Shiraga Kazuo was one of the most widely known artists associated with the Gutai Art Association. Gutai (“concreteness” in Japanese) was formed in 1954 and swiftly became postwar Japan’s most significant avant-garde collective. In its manifesto the group advocated for an exuberant, ethically invested freedom of expression: “Gutai Art imparts life to matter.”
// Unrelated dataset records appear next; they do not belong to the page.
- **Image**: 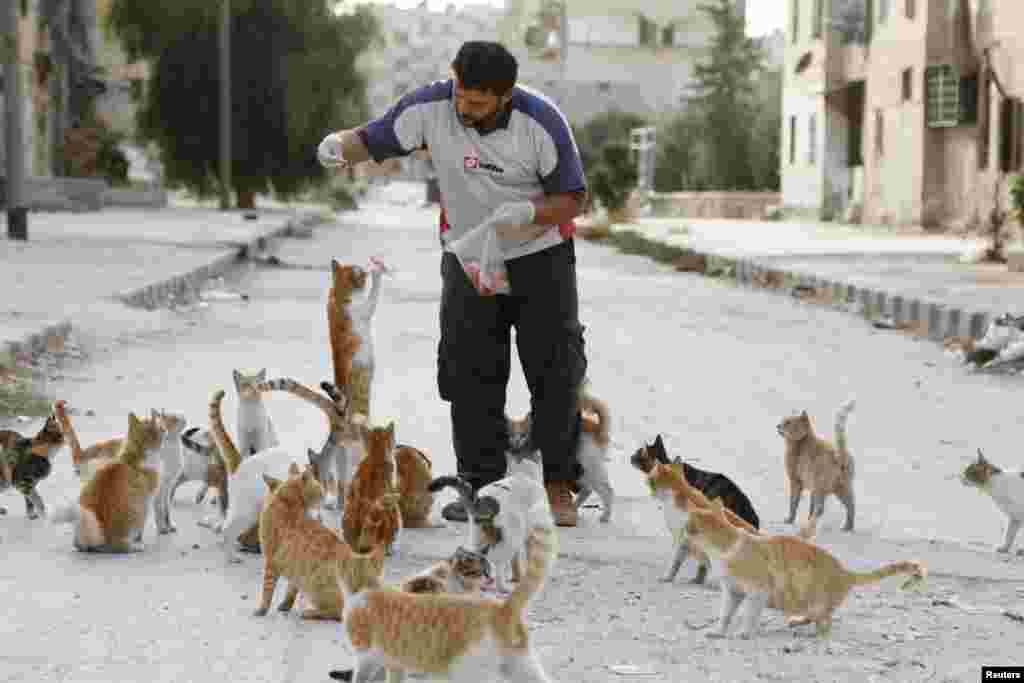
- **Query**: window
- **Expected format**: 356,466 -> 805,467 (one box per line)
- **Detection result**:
790,116 -> 797,166
874,110 -> 886,157
790,0 -> 800,43
925,65 -> 961,128
807,114 -> 818,166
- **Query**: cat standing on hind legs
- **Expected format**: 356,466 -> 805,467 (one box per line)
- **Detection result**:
961,449 -> 1024,555
775,400 -> 856,531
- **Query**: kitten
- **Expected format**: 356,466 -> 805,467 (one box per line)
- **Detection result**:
339,525 -> 557,683
327,259 -> 386,420
630,434 -> 761,584
328,546 -> 490,681
51,413 -> 160,553
341,422 -> 402,555
176,427 -> 227,509
961,449 -> 1024,555
201,389 -> 333,563
231,368 -> 279,458
686,501 -> 926,638
430,473 -> 554,593
775,400 -> 856,531
254,463 -> 384,620
0,400 -> 65,519
54,401 -> 164,481
400,546 -> 490,596
506,382 -> 615,522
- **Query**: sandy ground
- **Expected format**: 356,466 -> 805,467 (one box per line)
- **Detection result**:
0,184 -> 1024,683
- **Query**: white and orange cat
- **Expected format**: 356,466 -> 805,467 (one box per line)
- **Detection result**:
961,449 -> 1024,555
775,400 -> 856,531
686,500 -> 926,638
50,413 -> 160,553
327,259 -> 387,420
254,463 -> 384,620
339,527 -> 557,683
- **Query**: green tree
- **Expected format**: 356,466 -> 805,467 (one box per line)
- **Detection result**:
694,0 -> 764,189
110,0 -> 377,207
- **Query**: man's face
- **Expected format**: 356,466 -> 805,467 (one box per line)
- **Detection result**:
455,79 -> 510,128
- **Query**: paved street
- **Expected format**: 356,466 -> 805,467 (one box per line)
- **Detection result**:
0,184 -> 1024,682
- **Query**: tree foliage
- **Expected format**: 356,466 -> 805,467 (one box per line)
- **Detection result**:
110,0 -> 377,198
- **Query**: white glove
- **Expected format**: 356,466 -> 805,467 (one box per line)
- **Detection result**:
316,133 -> 348,168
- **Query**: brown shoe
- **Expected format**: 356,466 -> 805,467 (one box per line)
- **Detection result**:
544,481 -> 577,526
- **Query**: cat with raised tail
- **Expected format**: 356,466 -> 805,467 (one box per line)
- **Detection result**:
327,259 -> 389,421
339,527 -> 557,683
686,501 -> 927,638
961,449 -> 1024,555
50,413 -> 160,553
775,399 -> 856,531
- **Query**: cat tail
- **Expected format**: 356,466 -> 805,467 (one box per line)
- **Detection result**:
256,377 -> 348,433
502,526 -> 558,614
46,500 -> 82,525
849,561 -> 928,586
53,400 -> 85,474
836,398 -> 857,476
427,474 -> 476,512
210,389 -> 242,475
580,384 -> 611,449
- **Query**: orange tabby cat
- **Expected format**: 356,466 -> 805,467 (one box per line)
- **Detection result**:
55,402 -> 164,478
51,413 -> 160,553
339,527 -> 557,683
327,259 -> 370,417
686,501 -> 926,638
341,422 -> 401,554
254,463 -> 384,621
775,400 -> 855,531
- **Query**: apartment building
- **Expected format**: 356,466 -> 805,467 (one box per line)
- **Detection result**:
780,0 -> 1024,228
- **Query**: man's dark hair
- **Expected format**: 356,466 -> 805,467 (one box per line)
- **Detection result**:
452,40 -> 519,96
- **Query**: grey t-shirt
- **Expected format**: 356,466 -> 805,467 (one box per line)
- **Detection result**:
359,80 -> 587,259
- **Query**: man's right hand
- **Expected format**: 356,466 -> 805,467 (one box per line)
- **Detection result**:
316,133 -> 349,169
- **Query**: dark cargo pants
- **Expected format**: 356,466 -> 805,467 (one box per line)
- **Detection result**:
437,240 -> 587,488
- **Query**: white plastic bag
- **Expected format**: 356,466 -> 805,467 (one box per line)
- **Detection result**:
451,222 -> 511,296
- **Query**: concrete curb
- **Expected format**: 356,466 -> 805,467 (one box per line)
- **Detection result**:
4,212 -> 329,357
612,225 -> 998,342
118,213 -> 326,310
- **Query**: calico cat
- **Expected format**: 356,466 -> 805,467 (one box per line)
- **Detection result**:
202,389 -> 333,563
339,526 -> 557,683
961,449 -> 1024,555
775,400 -> 856,531
254,463 -> 384,620
506,381 -> 615,522
0,400 -> 65,519
51,413 -> 160,553
430,475 -> 555,593
630,434 -> 761,584
231,368 -> 279,458
327,259 -> 387,420
54,405 -> 164,481
686,501 -> 926,638
341,422 -> 402,555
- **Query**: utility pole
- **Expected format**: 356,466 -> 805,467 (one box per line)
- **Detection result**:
219,0 -> 231,211
3,0 -> 29,240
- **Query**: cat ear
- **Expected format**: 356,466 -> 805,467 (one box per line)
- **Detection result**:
263,474 -> 281,494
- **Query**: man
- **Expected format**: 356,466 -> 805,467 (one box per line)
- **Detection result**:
317,41 -> 587,526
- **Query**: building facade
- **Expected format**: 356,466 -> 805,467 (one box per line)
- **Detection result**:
780,0 -> 1024,228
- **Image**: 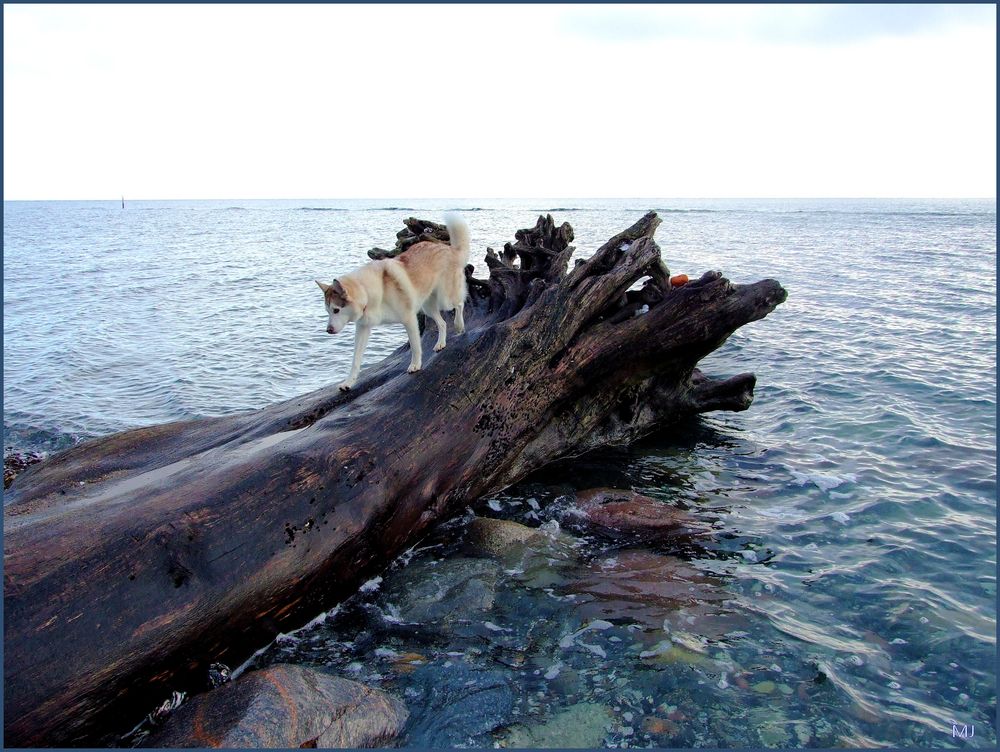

Shiraga once described the world as a “splendid playground.” He sought an unmediated form of painting, soon abandoning the traditional brush in order to paint with his feet, swinging himself from ropes over sheets of paper placed on the floor. The earliest of these pioneering works were made as part of live performances, but from 1959 Shiraga continued his practice on canvas and within his studio. This 1960 painting demonstrates the range of simultaneously sensuous and dynamic effects the artist could achieve through his singular method — slick, muscular smears of brighter and darker reds and oranges contrast with vigorous insertions of deep blue as well as with a fringe of more atmospheric stains of color. The title refers to the celebrated fourteenth-century Chinese novel Shuihu zhuan (Water Margin), which follows the feats of outlaw Song Jiang and his band of accomplices.

Currently Off View

Contemporary Art

Artist

Kazuo Shiraga

Title

Golden Wings Brushing the Clouds Incarnated from Earthly Wide Star (Chikatsusei Maunkinshi)

Origin

Japan

Date

1960

Medium

Oil on canvas

Dimensions

130 × 195 cm (51 1/8 × 76 3/4 in.)

Credit Line

Through prior purchase from the Mary and Leigh Block Fund, restricted gift of Barbara Bluhm-Kaul and Don Kaul.

Reference Number

2013.1092

Extended information about this artwork

Object information is a work in progress and may be updated as new research findings emerge. To help improve this record, please email .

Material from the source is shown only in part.